6. How We Collect Personal Information
We collect Personal Information through the following methods:


6.1 Direct Collection
When You Provide It to Us:

  • Registration and account creation

  • Using our Services and entering data

  • Completing forms, questionnaires, or surveys

  • Communicating with our support team

  • Subscribing to newsletters or marketing

  • Attending events or webinars

  • Applying for employment or contractor positions

 

6.2 Automatic Collection
Through Technologies:

  • Cookies and similar tracking technologies (see Section 15)

  • Web server logs

  • Analytics tools

  • Session recording for quality assurance and training (with notice)

​

6.3 Third-Party Sources
From Service Providers:

  • Payment processors

  • Analytics and monitoring services

  • Marketing platforms

  • CRM systems

  • Identity verification providers

 

From Subscribing Organizations:

  • When they set up user accounts for their personnel

  • When they provide contact information for billing or support

​

From Publicly Available Sources:

  • Professional licensing registers

  • Business contact databases

  • Company websites and directories

 

6.4 Anonymous and Pseudonymous Use
Website: You may visit our website anonymously. However, certain features and interactive elements may not be available without providing some Personal Information.


Services: Due to the nature of our Services (which require secure authentication and personalized functionality), anonymous use is not practical.
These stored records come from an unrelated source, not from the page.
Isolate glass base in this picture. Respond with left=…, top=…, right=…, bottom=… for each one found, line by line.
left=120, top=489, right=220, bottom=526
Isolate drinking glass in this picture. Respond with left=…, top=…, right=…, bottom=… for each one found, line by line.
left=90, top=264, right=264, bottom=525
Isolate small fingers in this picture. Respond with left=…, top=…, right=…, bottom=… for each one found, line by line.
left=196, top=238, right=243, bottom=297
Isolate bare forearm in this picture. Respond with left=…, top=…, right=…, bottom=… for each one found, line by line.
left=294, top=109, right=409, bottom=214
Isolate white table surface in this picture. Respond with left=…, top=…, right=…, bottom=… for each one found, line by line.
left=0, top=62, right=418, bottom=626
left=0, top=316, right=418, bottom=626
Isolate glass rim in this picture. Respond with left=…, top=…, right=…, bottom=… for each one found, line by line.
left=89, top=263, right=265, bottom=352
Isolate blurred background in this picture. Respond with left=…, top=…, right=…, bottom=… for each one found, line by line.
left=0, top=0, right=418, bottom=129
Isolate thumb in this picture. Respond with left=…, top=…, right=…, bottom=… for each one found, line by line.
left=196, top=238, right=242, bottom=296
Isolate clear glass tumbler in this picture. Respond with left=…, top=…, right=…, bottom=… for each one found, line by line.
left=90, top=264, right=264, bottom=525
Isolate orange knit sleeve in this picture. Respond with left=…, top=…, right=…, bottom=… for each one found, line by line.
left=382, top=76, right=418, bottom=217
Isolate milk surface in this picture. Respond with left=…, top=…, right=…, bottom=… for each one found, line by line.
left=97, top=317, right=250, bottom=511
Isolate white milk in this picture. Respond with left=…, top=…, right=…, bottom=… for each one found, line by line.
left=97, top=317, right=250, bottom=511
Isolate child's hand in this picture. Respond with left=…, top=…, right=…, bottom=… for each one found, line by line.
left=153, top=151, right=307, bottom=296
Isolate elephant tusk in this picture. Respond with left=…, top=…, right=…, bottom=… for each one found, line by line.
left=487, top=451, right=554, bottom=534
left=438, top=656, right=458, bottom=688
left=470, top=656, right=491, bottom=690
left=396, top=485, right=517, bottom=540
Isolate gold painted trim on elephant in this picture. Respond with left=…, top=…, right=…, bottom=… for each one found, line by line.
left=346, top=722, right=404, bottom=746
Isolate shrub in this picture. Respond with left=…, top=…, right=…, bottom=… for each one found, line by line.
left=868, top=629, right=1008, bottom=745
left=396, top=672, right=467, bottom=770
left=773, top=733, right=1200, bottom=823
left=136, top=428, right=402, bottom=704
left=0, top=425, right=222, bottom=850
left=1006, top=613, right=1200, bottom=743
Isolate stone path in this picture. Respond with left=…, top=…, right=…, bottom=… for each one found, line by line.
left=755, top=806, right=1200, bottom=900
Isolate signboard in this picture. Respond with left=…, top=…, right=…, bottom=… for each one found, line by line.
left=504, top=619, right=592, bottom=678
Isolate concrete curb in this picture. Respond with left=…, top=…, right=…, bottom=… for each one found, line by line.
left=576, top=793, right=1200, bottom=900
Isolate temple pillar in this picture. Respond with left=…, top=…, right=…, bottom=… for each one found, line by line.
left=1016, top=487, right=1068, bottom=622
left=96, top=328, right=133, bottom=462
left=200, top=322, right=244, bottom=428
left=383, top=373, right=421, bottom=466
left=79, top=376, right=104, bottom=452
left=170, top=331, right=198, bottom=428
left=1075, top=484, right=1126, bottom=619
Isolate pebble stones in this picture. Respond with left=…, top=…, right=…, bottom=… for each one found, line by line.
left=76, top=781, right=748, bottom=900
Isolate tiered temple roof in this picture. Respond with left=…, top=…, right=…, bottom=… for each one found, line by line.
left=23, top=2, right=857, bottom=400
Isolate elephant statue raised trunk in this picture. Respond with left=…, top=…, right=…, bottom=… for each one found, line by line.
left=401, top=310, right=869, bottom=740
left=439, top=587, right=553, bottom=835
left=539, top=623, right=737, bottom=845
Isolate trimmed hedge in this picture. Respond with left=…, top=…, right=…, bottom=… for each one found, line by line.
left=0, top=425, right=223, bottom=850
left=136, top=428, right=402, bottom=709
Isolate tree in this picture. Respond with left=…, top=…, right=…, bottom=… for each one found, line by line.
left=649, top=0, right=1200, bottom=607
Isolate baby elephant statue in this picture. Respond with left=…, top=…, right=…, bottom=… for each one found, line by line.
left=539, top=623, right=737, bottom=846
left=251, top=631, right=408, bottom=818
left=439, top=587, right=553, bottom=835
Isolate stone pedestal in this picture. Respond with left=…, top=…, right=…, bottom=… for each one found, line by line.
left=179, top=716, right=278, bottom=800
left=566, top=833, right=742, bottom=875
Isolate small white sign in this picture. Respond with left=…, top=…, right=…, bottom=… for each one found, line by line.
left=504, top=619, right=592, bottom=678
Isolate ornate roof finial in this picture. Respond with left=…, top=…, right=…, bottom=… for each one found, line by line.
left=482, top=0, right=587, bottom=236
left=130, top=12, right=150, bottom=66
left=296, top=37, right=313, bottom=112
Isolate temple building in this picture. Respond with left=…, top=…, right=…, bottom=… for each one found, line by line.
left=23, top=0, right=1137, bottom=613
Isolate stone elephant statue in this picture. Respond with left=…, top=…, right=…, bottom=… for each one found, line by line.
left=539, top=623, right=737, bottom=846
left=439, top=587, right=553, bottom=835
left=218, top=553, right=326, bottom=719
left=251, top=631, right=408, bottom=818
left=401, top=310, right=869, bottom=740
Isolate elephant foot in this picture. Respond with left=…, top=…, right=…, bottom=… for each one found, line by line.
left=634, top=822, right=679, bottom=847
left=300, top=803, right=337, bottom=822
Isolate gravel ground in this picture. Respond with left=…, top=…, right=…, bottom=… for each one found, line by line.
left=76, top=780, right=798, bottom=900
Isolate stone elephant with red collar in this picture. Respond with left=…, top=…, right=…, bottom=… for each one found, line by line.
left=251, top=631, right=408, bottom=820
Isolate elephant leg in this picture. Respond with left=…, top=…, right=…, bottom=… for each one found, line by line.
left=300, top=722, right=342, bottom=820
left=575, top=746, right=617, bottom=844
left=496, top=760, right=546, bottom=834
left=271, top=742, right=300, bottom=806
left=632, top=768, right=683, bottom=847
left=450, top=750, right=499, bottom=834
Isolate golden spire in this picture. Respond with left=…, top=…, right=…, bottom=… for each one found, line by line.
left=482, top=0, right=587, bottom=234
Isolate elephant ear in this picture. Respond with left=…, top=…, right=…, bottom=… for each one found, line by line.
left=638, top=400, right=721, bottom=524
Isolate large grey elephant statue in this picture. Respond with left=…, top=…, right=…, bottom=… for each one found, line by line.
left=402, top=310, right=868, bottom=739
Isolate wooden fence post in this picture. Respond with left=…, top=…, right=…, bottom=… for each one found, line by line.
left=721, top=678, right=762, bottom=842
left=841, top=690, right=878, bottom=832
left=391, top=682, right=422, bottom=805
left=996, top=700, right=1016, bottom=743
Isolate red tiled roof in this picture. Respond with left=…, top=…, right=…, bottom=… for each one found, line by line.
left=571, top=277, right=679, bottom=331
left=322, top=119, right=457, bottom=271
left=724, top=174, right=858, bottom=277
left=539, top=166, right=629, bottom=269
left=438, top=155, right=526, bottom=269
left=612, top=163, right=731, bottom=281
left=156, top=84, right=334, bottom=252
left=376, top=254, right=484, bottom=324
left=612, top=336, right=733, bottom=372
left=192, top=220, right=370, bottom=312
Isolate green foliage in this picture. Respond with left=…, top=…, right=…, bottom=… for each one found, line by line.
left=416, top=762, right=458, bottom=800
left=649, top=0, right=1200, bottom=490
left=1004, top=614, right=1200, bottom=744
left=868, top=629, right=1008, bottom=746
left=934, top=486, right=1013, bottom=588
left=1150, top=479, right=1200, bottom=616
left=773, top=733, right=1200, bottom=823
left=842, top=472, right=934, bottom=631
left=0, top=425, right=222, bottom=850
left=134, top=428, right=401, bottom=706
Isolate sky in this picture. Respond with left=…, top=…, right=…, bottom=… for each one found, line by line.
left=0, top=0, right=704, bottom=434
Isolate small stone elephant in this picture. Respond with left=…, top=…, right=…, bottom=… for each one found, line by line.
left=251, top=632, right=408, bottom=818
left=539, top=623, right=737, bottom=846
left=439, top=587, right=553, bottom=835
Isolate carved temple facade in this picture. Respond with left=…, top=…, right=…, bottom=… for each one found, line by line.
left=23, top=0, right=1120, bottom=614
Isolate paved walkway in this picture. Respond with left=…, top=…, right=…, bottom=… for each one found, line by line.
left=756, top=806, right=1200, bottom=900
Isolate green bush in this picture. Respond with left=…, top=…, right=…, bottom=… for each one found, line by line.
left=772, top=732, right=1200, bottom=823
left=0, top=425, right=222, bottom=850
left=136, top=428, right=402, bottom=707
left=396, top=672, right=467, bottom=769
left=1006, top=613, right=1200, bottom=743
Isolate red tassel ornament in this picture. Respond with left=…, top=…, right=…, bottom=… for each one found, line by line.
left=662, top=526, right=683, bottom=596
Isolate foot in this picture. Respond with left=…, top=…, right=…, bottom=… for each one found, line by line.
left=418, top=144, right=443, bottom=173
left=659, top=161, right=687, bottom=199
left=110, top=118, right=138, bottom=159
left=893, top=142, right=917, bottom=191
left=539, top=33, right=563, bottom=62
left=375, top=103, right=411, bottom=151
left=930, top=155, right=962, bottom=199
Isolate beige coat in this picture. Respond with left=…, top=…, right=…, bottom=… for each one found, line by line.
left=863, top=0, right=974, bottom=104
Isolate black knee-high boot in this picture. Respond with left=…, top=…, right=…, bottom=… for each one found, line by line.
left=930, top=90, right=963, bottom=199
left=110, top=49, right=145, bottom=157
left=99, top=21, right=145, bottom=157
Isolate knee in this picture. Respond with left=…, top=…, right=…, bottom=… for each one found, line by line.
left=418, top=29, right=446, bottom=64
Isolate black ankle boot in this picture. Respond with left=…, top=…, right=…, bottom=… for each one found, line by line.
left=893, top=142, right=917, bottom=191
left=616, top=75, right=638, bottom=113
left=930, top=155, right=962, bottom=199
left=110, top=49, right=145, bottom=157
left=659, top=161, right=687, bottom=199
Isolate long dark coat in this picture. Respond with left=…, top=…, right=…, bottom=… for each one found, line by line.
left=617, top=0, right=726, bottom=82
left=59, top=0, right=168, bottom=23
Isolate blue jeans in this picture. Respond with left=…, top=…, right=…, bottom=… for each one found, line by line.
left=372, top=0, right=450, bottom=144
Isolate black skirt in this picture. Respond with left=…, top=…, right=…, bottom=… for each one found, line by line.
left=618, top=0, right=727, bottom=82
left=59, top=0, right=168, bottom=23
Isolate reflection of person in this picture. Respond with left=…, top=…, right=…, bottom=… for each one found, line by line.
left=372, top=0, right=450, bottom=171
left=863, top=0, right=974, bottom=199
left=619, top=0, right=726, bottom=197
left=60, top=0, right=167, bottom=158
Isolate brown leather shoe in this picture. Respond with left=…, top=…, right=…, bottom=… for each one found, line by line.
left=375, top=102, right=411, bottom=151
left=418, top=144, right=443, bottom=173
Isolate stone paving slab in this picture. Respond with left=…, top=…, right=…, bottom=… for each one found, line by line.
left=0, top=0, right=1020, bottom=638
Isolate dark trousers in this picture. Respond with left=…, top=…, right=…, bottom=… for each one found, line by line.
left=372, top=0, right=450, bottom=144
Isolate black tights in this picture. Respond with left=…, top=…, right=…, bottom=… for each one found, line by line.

You may use a pseudonym for certain communications, where lawful and practicable.

​

7. How We Use Personal Information
We use Personal Information for the purposes described below and only where we have a lawful basis to do so (see Section 8).

 

7.1 To Provide and Maintain the Services

  • Creating and managing user accounts

  • Authenticating users and preventing unauthorized access

  • Providing access to features and functionality

  • Processing and storing data you input

  • Generating reports and outputs

  • Providing customer support and technical assistance

  • Troubleshooting and resolving issues

  • Performing backups and ensuring business continuity

​

7.2 To Improve and Develop the Services

  • Understanding how users interact with our Services

  • Analyzing usage patterns and trends

  • Identifying areas for improvement

  • Developing new features and functionality

  • Conducting research and analytics

  • Testing new products and beta features

  • Benchmarking performance and reliability

 

7.3 For Business Operations

  • Processing payments and managing subscriptions

  • Maintaining internal records

  • Performing accounting, auditing, and financial analysis

  • Managing vendor and service provider relationships

  • Conducting due diligence for business transactions

  • Protecting our business interests and enforcing our rights

​

7.4 For Communication and Marketing

  • Sending transactional emails (account notifications, service/feature updates, billing statements)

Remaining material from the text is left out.